Gazze’deki çatışmanın geleceği ve İsrail ile İran arasındaki çatışmanın tırmanma senaryoları

İsrail’in Gazze Şeridi’ndeki başlattığı soykırım savaşının üzerinden tam bir yıl geçtikten ve işgalci gücün savaşı Lübnan cephesine taşımasından sonra, bu savaşın geleceğine yönelik senaryolar hakkında pek çok soru gündeme gelmekte. Nitekim bir yandan İsrail ateşkes çağrılarına kulak tıkamaya devam ederken bir yandan da yaşananlar karşısında uluslararası ve bölgesel sessizlik sürüyor.
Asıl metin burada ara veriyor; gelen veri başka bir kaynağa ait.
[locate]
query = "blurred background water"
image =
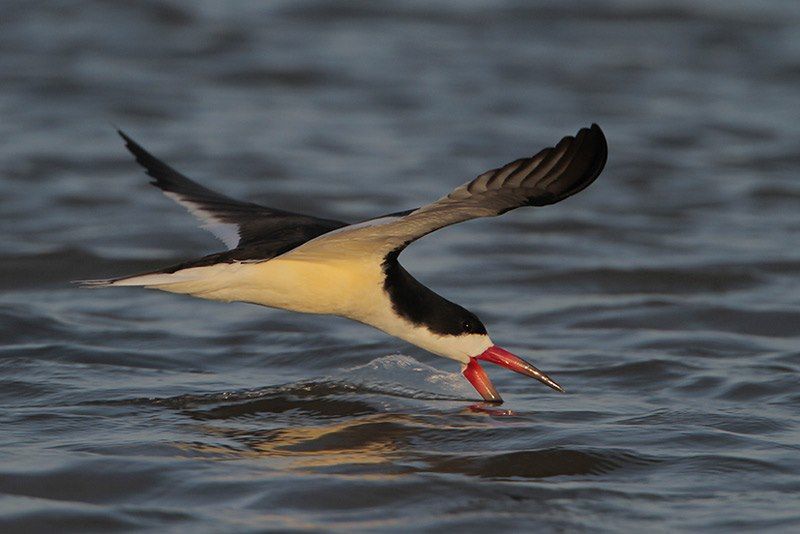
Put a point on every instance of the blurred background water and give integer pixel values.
(664, 298)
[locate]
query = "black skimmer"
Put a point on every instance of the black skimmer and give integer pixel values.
(307, 264)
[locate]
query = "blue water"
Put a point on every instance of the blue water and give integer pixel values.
(664, 298)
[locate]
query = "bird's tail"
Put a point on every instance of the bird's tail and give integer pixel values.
(152, 279)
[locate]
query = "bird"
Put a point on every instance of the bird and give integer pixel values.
(309, 264)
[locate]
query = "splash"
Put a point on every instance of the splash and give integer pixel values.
(406, 376)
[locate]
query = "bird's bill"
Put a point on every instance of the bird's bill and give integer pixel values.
(503, 358)
(476, 376)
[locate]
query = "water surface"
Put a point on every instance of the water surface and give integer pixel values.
(664, 297)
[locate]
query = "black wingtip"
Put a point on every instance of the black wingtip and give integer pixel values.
(576, 168)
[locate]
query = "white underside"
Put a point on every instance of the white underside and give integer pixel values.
(344, 287)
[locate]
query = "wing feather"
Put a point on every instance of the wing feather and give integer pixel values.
(238, 224)
(549, 176)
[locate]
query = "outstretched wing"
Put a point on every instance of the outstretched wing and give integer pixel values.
(550, 176)
(236, 223)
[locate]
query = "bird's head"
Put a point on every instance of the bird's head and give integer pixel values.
(461, 336)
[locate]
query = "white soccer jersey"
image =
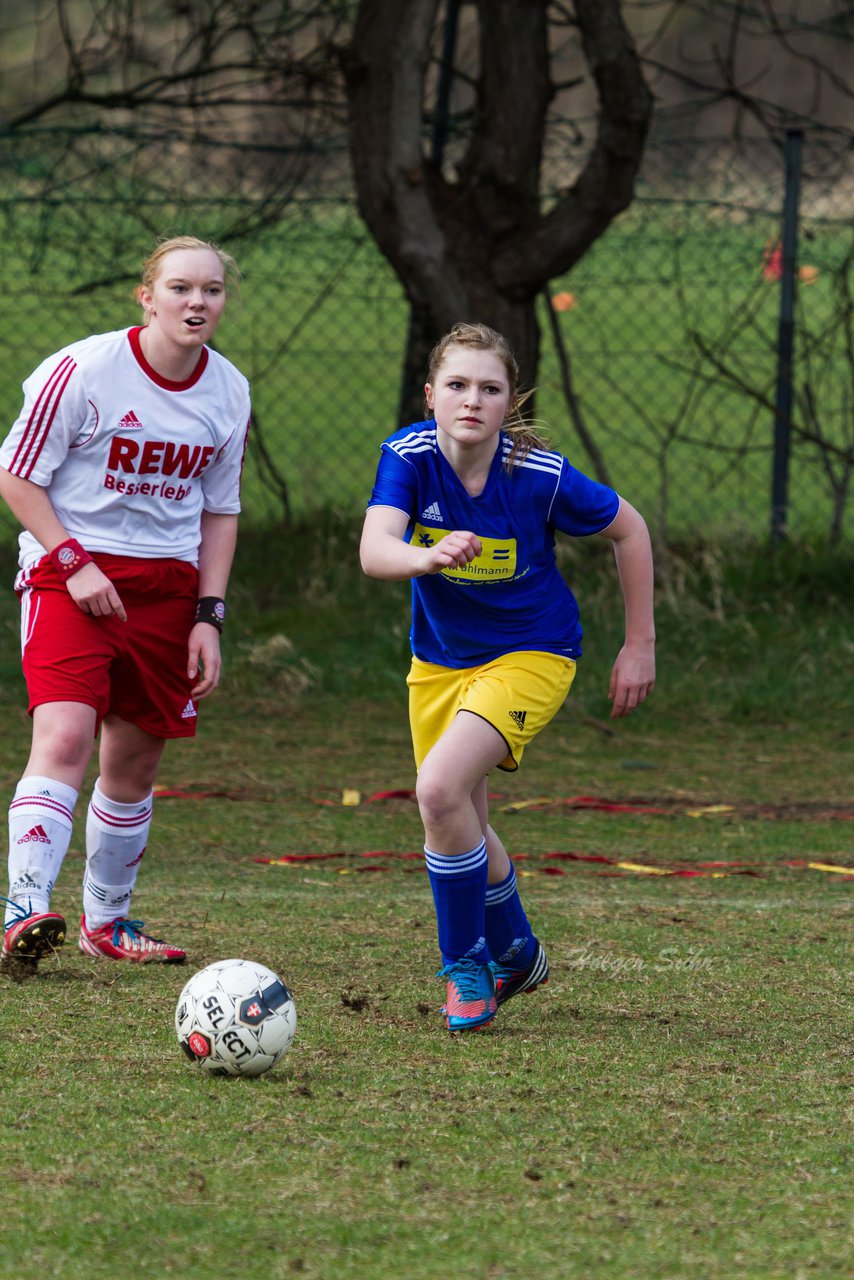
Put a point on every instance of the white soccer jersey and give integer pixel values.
(129, 460)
Böyle bir ortamda, Gazze halkının maruz kaldığı soykırımı durdurmak için siyasi bir açılım ya da öneriler bulmaya ilişkin girişimlerde azalma görülüyor.
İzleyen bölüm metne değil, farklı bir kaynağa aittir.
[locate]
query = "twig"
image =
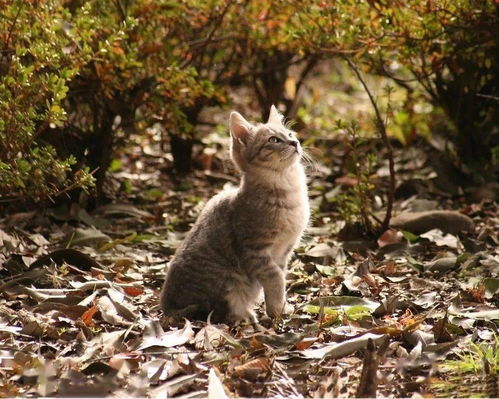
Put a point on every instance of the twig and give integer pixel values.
(368, 383)
(11, 29)
(381, 127)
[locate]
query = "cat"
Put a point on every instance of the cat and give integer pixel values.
(244, 237)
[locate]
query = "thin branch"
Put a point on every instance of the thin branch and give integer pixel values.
(381, 127)
(11, 29)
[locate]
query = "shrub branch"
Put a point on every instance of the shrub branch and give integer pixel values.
(381, 128)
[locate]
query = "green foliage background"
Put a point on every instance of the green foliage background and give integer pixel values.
(70, 68)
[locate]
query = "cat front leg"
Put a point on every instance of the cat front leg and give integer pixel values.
(273, 280)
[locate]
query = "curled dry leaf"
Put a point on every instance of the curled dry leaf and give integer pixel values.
(215, 387)
(133, 291)
(390, 236)
(252, 369)
(87, 317)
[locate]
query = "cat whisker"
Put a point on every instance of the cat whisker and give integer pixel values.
(309, 161)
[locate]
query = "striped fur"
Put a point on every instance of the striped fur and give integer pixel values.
(244, 237)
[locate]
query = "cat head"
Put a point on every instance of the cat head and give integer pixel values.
(270, 146)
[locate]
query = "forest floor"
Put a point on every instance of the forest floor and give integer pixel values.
(419, 311)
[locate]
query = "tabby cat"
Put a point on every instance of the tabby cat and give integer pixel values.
(244, 237)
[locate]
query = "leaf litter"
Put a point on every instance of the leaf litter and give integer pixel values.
(79, 312)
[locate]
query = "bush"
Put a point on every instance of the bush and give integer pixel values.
(35, 69)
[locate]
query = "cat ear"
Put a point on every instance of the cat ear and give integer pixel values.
(275, 117)
(239, 127)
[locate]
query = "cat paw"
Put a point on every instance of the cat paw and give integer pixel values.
(275, 310)
(288, 308)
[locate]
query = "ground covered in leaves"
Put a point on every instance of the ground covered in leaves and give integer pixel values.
(406, 315)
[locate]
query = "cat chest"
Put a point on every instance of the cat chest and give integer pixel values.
(289, 226)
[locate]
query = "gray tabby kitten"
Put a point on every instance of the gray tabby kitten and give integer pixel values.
(244, 237)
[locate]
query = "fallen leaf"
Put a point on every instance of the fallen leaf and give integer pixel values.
(215, 387)
(438, 237)
(305, 343)
(133, 291)
(390, 236)
(252, 369)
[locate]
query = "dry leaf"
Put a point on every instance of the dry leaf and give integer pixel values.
(87, 317)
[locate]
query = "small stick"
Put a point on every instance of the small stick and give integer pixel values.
(368, 381)
(381, 125)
İşgalci İsrail’in kuzeyde Lübnan Hizbullahı’na karşı gerilimi tırmandırması ve İran ile karşılıklı saldırıların temposunun artacağına ilişkin beklentilerle birlikte Vizyon Siyasi Kalkınma Merkezi ve El-Cezira kanalı, savaş cephelerinin genişlemesinin Gazze savaşının geleceğini ne derece etkileyeceğini ve buna karşı gösterilen siyasi çabaların neticelerini aydınlatmak amacıyla bir grup uzman ve akademisyenin görüşünü aldı.

Bu görüşler, aşağıdaki hususlar ve sorular çerçevesinde alınmıştır:

  • Lübnan ile gerilimin tırmandırılması, Gazze’deki savaşın gidişatını ve savaşın durdurulmasına yönelik çabaları nasıl etkileyecek?
  • İşgalci İsrail’in Lübnan ve Hizbullah’a karşı gerilimi tırmandırmasına ilişkin senaryolar neler?
  • Savaş cephelerinin artması İsrail kamuoyunun iktidar ile ilişkisini ve ileriye dönük görüşlerini nasıl etkileyecek?
  • Irak’taki direniş hareketlerinin ve Yemen’deki Ensarullah hareketinin ileride çatışmaya katılmasına ilişkin senaryolar neler?
  • İran’ın bu ekim ayındaki son tepkisinin ardından İsrail ile İran arasındaki çatışmanın tırmanmasına ilişkin senaryolar neler?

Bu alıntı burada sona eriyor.